College for study of Asian societies

RCL
The French School of the Far East (École française d'Extrême-Orient, /fr/; also translated as The French School of Asian Studies), abbreviated EFEO, is an associated college of PSL University dedicated to the study of Asian societies. It was founded on 20 January 1900 with headquarters in Hanoi in what was then the Tonkin protectorate of French Indochina. After the independence of Vietnam, its headquarters were transferred to Phnom Penh in 1957, and subsequently to Paris in 1975. Its main fields of research are archaeology, philology and the study of modern Asian societies. Since 1907, the EFEO has been in charge of conservation work at the archeological site of Angkor.
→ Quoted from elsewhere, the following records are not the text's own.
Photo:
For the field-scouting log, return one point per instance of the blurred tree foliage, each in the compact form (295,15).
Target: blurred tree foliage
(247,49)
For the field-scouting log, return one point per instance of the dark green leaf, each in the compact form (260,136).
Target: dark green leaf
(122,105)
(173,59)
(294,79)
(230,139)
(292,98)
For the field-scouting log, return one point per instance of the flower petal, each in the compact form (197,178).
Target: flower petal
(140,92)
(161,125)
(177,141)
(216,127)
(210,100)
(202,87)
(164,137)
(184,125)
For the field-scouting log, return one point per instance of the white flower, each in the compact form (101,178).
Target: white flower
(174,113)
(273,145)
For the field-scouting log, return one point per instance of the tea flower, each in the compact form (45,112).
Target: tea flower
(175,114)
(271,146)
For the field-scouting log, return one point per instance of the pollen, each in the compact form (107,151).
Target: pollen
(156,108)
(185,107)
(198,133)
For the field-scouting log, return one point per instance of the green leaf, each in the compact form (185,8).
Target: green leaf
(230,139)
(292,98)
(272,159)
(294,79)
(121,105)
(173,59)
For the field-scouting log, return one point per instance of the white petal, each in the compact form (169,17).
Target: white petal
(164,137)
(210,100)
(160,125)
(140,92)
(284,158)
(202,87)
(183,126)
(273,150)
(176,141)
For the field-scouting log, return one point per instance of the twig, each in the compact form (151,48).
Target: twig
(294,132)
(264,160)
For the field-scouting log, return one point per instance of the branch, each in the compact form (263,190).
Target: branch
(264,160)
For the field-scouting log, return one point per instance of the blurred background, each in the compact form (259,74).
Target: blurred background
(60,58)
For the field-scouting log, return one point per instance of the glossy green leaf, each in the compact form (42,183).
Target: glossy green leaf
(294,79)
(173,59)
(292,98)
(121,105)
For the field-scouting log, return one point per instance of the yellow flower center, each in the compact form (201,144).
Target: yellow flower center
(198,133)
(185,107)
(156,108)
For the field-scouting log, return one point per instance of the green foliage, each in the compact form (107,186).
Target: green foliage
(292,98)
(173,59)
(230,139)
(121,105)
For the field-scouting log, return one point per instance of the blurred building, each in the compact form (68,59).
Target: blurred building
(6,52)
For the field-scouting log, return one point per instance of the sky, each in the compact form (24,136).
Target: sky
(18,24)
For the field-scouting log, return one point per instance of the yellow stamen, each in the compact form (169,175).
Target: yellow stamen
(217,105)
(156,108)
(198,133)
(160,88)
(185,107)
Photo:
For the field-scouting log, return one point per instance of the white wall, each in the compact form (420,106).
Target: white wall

Original headquarters in Hanoi, now National Museum of Vietnamese History

Paul Mus was a member of EFEO since 1927, and "returned to Hanoi in 1927 as a secretary and librarian with the Research Institute of the French School of the Far East until 1940."

== EFEO romanization system ==

A romanization system for Mandarin was developed by the EFEO. It shares a few similarities with Wade-Giles and Hanyu Pinyin. In modern times, it has been superseded by Hanyu Pinyin.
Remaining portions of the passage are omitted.